The best current answers are:
- Make tests less accurate? No for antigen tests because all antigen tests cleared via the FDA’s Emergency Use Authorization target the abundant N (nucleocapsid) protein, not the spike protein. PCR and serology tests are more vulnerable since they rely on short stretches of RNA for primers and probes, or limited antigen protein segments, respectively, either one of which may by rendered less effective in the face of novel mutations. However, only a very few target spike RNA at all, and those that do sample additional regions and genes in combination (e.g. Thermo-Fisher Taqpath PCR assay). Few manufacturers publish which antigens are utilized in serology tests – so more investigation is needed to determine the efficacy of serology assays. Overall, PCR and antigen based active-disease testing is likely minimally affected.

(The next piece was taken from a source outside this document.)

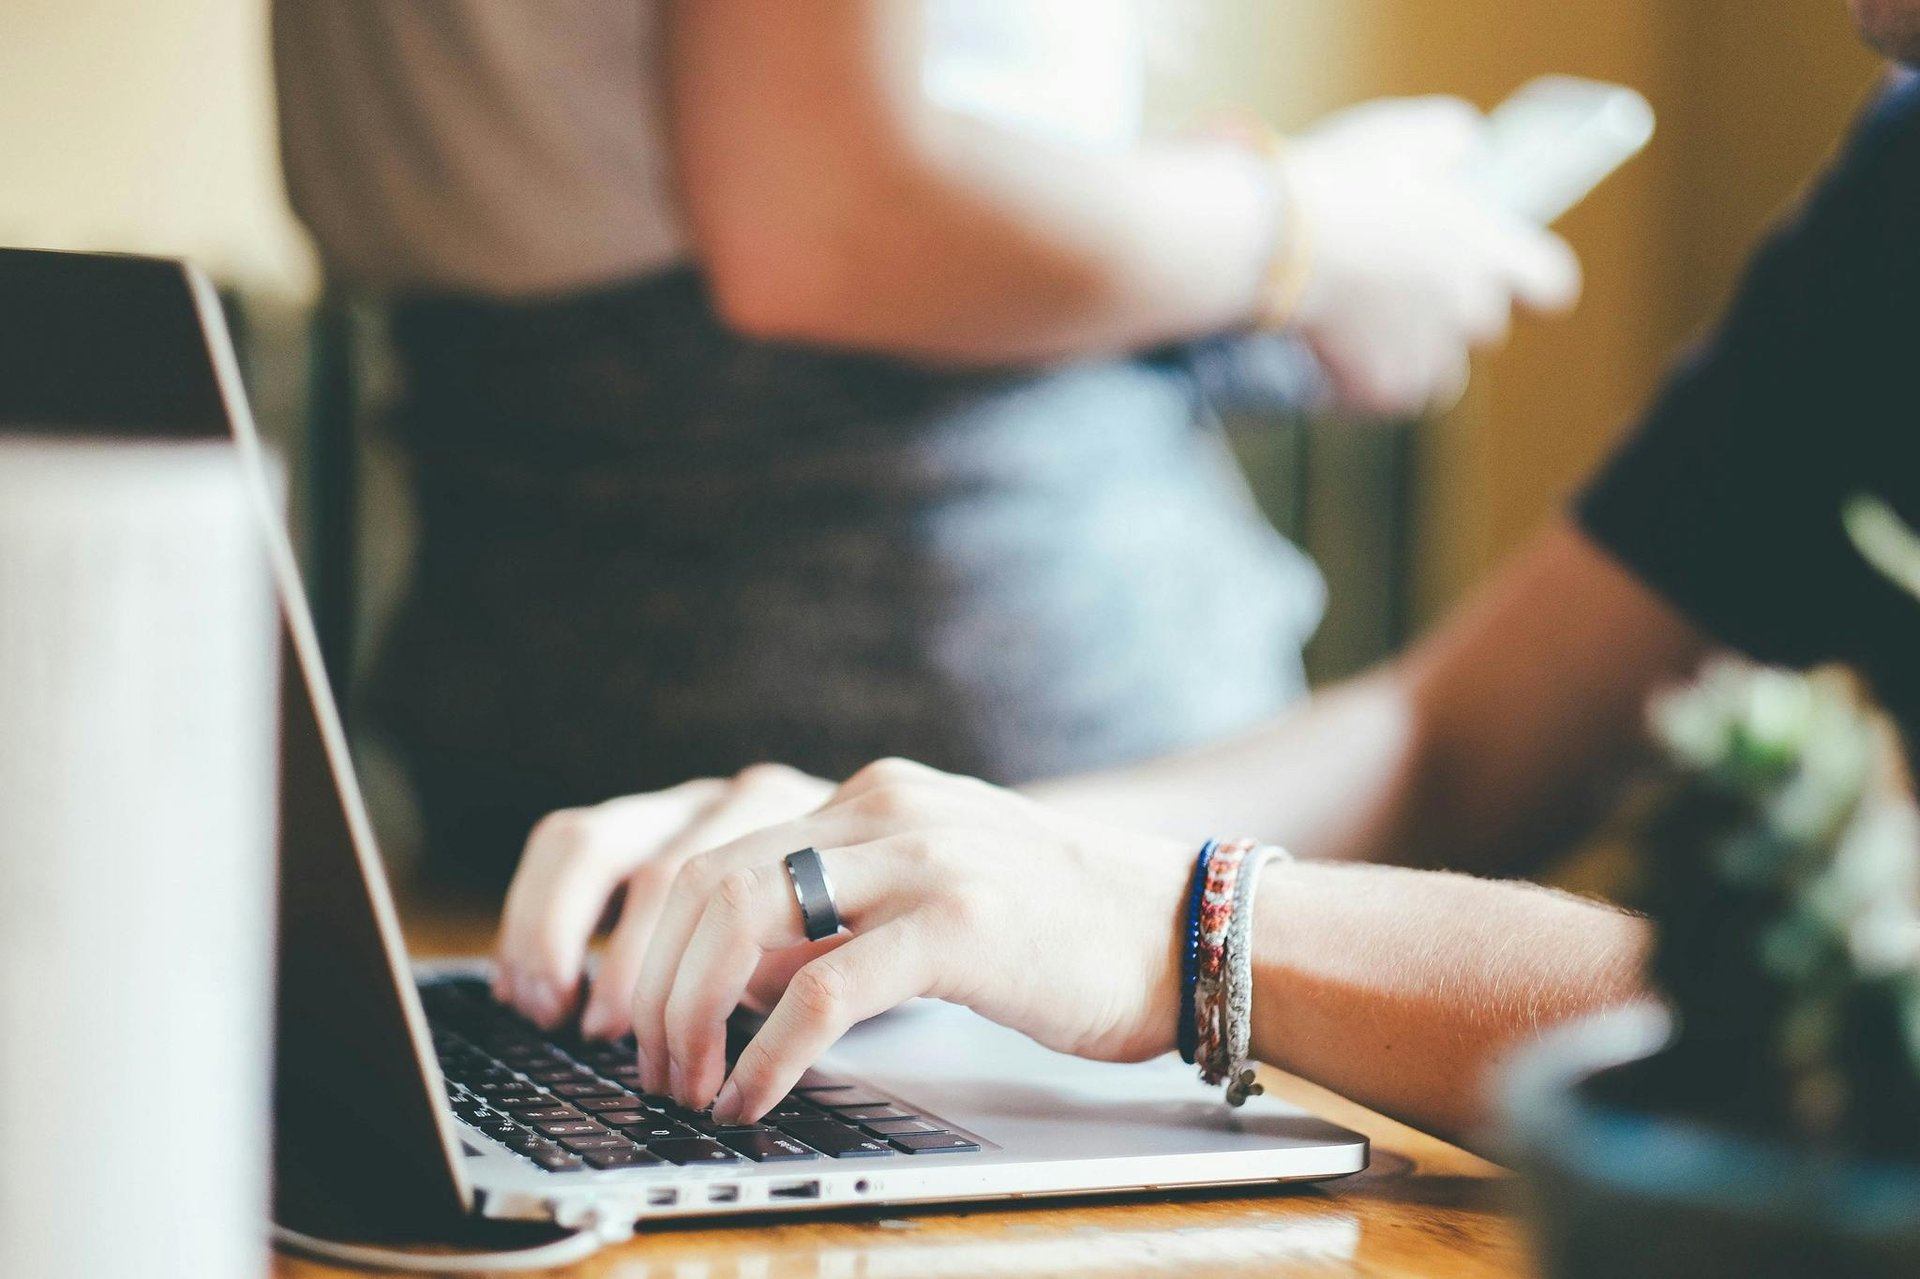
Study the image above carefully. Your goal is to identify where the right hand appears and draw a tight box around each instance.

- Increase cases and deaths? Almost certainly. None of the known variants have been shown to increase case fatality rates (CFR, percent of infected who die). However, if the greater transmissibility of UK variant associated mutations is confirmed, then the resulting rise in new cases will threaten to overwhelm hospital capacity at an even faster rate, which will lead to more total deaths.
- Render treatments Ineffective? Convalescent serum — less likely; monoclonal antibodies — some yes. Convalescent serum has a broad spectrum of antibodies, and although its utility may be limited, it is less likely to be affected than cloned single epitope monoclonals if directed at epitopes directly modified by the new variants. It’s worth noting here that the Regeneron antibody cocktail was specifically designed to hit two epitopes, making it more difficult for the virus to evolve an escape mechanism.
- Will vaccines remain effective? Yes, current vaccines are likely still effective. Both currently authorized vaccines in the US invoke immunity against the entire spike protein, i.e. polyclonal responses, so a few changes among all 1,273 amino acids in the protein are unlikely to reduce vaccine effectiveness. Recent unpublished work (Xie 2021) confirms that the Pfizer vaccine (BNT162b2) raises comparable levels of antibodies to the N501Y mutated (Y) virus as to the prior (N) virus. Testing of the Moderna vaccine is underway. All our current data comes from laboratory work on single mutations. It is possible that a novel group of mutations (e.g. the South Africa strain) may have the potential to enable immune escape by the strain. The good news is that even if current vaccines do need to be modified, a new generation of mRNA vaccines can be quickly created (months not years) to adapt.
- Will increased vaccination be needed? Likely yes. Achieving herd immunity – the ultimate objective of pandemic control – is a function of both viral contagiousness and vaccine efficacy. If more transmissible strains become widespread, the proportion of global population vaccination required for herd immunity increases, and with it the number of vaccines that must be distributed and administered. The SARS CoV2 vaccine roll-out has to be even quicker and broader than has been previously assumed, and we are falling behind even those more modest expectations. Time is not on our side.
Mara Aspinall is co-founder and managing director of BlueStone Venture Partners and a professor of the practice, biomedical diagnostics, at Arizona State University.
 Herd immunity for highly contagious measles requires 95% of children to receive the 97% effective vaccine; but for the less contagious influenza, herd immunity is achieved with only 50% being vaccinated with at most a 60% effective vaccine (e.g. the 2010/11 season) or 80% for more typical 30-40% effective annual vaccines.